The primary objective of the Immune Analysis Core is to establish standardized assays of cellular and humoral immune responses for the immunotherapeutic approaches being developed and tested in Individual Research Projects 1, 2 and 3 of the RPCI Ovarian Cancer SPORE. It will be also be responsible for enumerating and characterizing myeloid derived suppressor cells (MDSCs) by flow cytometry for Research Projects 4. The Core will routinely provide Ovarian Cancer SPORE investigators with high quality, state-of the- art flow cytometry, cellular monitoring by ELISPOT, proliferation and cytotoxicity assays, and multiplex cytokine bead array.

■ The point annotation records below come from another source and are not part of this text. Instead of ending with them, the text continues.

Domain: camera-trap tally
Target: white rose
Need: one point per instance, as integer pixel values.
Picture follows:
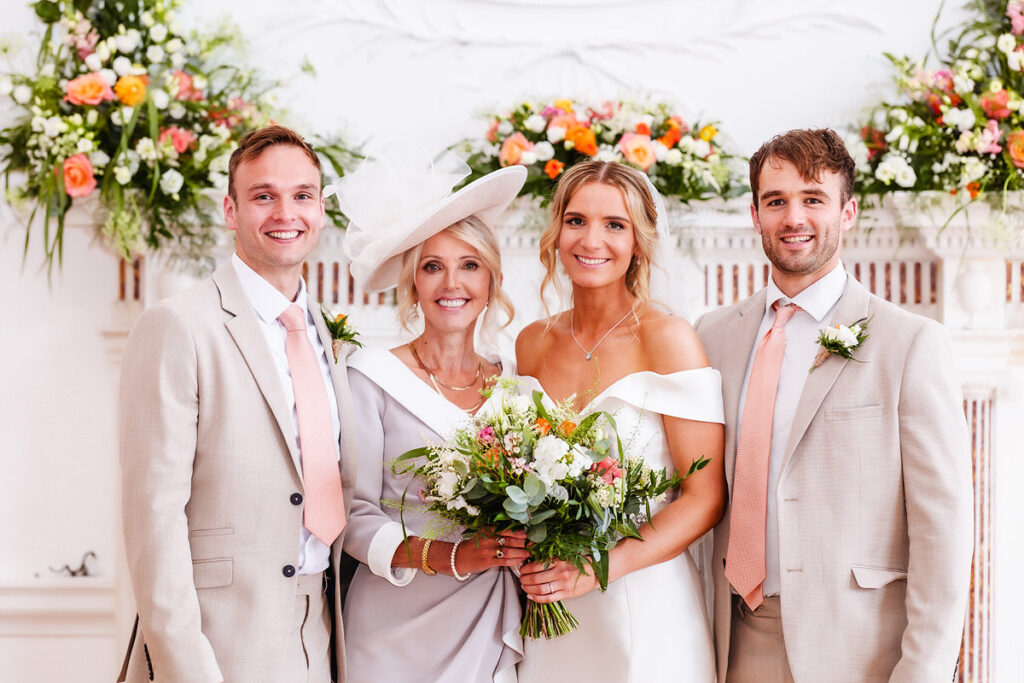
(128, 41)
(99, 159)
(160, 98)
(536, 123)
(556, 134)
(544, 151)
(123, 66)
(22, 94)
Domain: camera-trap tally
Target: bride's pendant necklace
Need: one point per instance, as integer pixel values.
(590, 353)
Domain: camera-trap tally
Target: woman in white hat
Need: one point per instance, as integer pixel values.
(615, 351)
(431, 609)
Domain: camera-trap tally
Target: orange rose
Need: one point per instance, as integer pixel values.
(553, 168)
(512, 148)
(88, 89)
(638, 150)
(1015, 146)
(583, 139)
(130, 89)
(79, 179)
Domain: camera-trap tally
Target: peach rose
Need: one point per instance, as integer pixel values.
(553, 168)
(512, 148)
(130, 89)
(583, 139)
(88, 89)
(638, 150)
(180, 138)
(79, 179)
(1015, 146)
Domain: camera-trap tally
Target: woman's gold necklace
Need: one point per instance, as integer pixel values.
(590, 353)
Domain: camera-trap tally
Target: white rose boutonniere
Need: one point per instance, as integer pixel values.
(841, 340)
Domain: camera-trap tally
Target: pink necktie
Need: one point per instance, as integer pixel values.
(744, 559)
(325, 505)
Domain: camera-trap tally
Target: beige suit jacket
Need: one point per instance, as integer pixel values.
(875, 499)
(210, 473)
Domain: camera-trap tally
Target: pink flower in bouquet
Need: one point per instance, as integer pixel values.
(180, 138)
(994, 103)
(79, 179)
(1015, 11)
(88, 89)
(512, 148)
(485, 435)
(988, 142)
(185, 88)
(608, 469)
(638, 150)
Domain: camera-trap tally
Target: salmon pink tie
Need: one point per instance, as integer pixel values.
(325, 506)
(744, 559)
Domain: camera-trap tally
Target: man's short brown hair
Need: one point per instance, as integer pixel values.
(812, 152)
(253, 144)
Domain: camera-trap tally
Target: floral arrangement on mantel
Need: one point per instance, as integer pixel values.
(684, 160)
(124, 105)
(958, 128)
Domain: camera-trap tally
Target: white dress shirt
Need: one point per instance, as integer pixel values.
(269, 303)
(817, 303)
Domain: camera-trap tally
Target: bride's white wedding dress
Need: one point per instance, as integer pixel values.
(650, 625)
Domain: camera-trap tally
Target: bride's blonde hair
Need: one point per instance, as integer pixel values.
(642, 213)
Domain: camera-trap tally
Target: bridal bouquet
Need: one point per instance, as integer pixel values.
(558, 475)
(684, 160)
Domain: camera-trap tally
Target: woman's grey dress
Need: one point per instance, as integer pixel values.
(401, 625)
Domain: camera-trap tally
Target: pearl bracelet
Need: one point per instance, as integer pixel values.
(455, 572)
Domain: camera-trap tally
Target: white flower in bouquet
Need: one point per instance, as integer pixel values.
(171, 181)
(544, 151)
(536, 123)
(128, 41)
(22, 94)
(158, 33)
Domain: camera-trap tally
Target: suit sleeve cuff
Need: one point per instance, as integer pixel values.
(381, 551)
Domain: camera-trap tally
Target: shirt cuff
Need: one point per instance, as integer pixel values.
(381, 552)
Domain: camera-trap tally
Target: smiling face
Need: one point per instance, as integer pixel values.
(596, 242)
(453, 285)
(276, 214)
(800, 222)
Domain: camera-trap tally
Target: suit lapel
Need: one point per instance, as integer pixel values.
(245, 330)
(852, 306)
(738, 339)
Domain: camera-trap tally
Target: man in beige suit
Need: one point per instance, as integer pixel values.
(850, 492)
(233, 523)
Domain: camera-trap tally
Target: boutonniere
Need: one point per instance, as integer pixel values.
(841, 340)
(341, 331)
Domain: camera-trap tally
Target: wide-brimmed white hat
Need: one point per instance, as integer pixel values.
(399, 197)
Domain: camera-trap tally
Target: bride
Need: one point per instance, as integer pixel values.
(613, 351)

The specific aims of the Immune Analysis Core are to provide cell banking services for immune monitoring assays requiring viable mononuclear cells; provide state-of-the-art, multi-color, fluorescence activated cell sorting and analytical support for Individual Research Projects, Career Development and Developmental Research Projects. This includes high-speed sorting and multi-color analysis of cellular subsets. The core will provide state-of-the-art ELISPOT, ELISA, proliferation and cytotoxicity assays for the functional characterization of antigen-specific T cell responses and provide state-of-the-art patient sample handling and assessment of immune responses, with standardized SOPs, quality assurance, quality control and data management practices to monitor assay performance and validate data quality. In addition to these established immunoassays services, the Immune Analysis Core will be instrumental in developing new methodologies and making them available to the SPORE investigators. It also has a significant educational role, working with all SPORE investigators including PI’s, technicians and young investigators on their assay development, proper use of instrumentation and interpretation of their data.